Why isn't there a general comparison principle for higher order equations?

Question

I am studying elliptic equations. For second order equations (linear and nonlinear), comparison principle has many applications, e.g. to show uniqueness of the (weak) solutions, to construct super- and subsolutions, ... But I read somewhere that there is not a general comparison principle for elliptic equations of higher-order. Why is that?

Answer 1

Lost1 pointed out the reason in a comment: the validity of maximum and comparison principles relies on the PDE controlling the second derivative of the function, because this derivative matters for the classification of stationary points. Lower order terms in the PDE may or may not invalidate the maximum principle: e.g., solutions of $u'' + u =0$ do not satisfy the maximum principle while solutions of $u''-u=0$ do.
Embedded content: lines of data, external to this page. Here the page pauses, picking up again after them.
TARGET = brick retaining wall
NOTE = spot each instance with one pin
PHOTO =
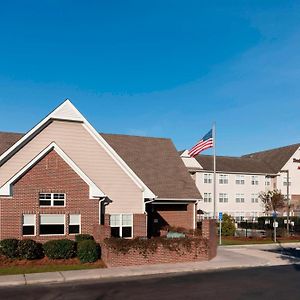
(202, 248)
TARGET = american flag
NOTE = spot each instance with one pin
(205, 143)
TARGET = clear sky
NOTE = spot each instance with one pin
(156, 68)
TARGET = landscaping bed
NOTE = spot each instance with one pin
(23, 266)
(28, 256)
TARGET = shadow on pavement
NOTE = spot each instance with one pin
(288, 254)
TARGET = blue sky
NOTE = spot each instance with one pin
(156, 68)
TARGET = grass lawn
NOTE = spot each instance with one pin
(227, 241)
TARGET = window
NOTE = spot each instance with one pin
(254, 180)
(223, 179)
(223, 198)
(121, 225)
(74, 224)
(285, 181)
(28, 227)
(207, 178)
(240, 179)
(207, 197)
(268, 181)
(52, 224)
(52, 199)
(239, 216)
(240, 198)
(254, 198)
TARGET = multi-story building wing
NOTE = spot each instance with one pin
(240, 180)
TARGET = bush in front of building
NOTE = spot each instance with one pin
(83, 237)
(88, 251)
(228, 225)
(29, 249)
(9, 248)
(60, 249)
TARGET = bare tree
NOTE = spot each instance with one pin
(272, 200)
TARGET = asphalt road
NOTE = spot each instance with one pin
(255, 283)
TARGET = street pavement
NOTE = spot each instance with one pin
(229, 257)
(280, 282)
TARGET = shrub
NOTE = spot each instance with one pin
(87, 251)
(60, 249)
(228, 225)
(9, 248)
(29, 249)
(83, 237)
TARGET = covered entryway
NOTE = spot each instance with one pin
(170, 213)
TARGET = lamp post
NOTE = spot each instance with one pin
(288, 199)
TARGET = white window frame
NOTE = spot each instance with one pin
(74, 224)
(207, 178)
(34, 224)
(240, 179)
(254, 180)
(121, 224)
(284, 181)
(223, 179)
(52, 234)
(240, 198)
(267, 181)
(52, 199)
(254, 198)
(207, 197)
(223, 196)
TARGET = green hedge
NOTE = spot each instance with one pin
(83, 237)
(9, 248)
(88, 251)
(29, 249)
(60, 249)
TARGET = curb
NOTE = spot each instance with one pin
(96, 274)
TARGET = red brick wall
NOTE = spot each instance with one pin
(51, 174)
(139, 225)
(203, 248)
(178, 218)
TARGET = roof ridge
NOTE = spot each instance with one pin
(139, 136)
(273, 149)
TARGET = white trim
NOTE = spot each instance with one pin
(121, 224)
(34, 224)
(51, 234)
(52, 200)
(69, 223)
(78, 117)
(95, 192)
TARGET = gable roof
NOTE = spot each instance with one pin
(7, 139)
(276, 158)
(154, 160)
(68, 112)
(235, 164)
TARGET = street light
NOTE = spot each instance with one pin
(288, 199)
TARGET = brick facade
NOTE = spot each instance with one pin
(176, 215)
(203, 248)
(51, 174)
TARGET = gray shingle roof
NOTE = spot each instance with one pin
(154, 160)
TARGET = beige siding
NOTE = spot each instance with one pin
(84, 150)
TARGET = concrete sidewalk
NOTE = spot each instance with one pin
(229, 257)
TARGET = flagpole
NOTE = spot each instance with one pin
(215, 170)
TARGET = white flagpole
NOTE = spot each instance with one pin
(215, 170)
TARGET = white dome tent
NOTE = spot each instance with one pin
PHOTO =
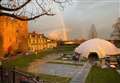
(99, 46)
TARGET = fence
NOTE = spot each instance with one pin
(12, 75)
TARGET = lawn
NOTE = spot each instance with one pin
(54, 79)
(66, 63)
(24, 61)
(98, 75)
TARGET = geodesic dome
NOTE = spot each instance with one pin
(100, 46)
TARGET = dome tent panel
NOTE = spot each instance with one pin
(100, 46)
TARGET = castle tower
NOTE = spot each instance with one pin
(12, 34)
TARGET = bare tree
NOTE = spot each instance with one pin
(93, 32)
(29, 9)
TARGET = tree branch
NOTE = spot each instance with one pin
(15, 9)
(24, 18)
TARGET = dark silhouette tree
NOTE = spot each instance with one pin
(115, 35)
(29, 9)
(93, 32)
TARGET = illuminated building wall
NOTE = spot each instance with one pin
(38, 42)
(12, 34)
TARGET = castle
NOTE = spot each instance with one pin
(12, 35)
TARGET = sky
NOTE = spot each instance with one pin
(76, 19)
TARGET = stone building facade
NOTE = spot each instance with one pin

For higher order equations we don't get such a control on the second derivative. To give a concrete example: $u(x,y)= 1-x^2-y^2 $ solves the biharmonic equation $\Delta\Delta u=0$ in the unit disk, is zero on the boundary, but positive inside.

This example is notable because some form of maximum principle holds for biharmonic functions in a disk: if $u $ and its inward normal derivative $u_\nu$ are nonpositive on the boundary, then $u\le 0$ inside. Hadamard conjectured that this property holds for other convex domains, which turned out to be totally wrong: it is specific to the disk. See An Hadamard Maximum Principle for Biharmonic Operators by Hedenmalm, Jakobsson, and Shimorin, which approaches the subject by studying the positivity of the Green function for the biLaplacian.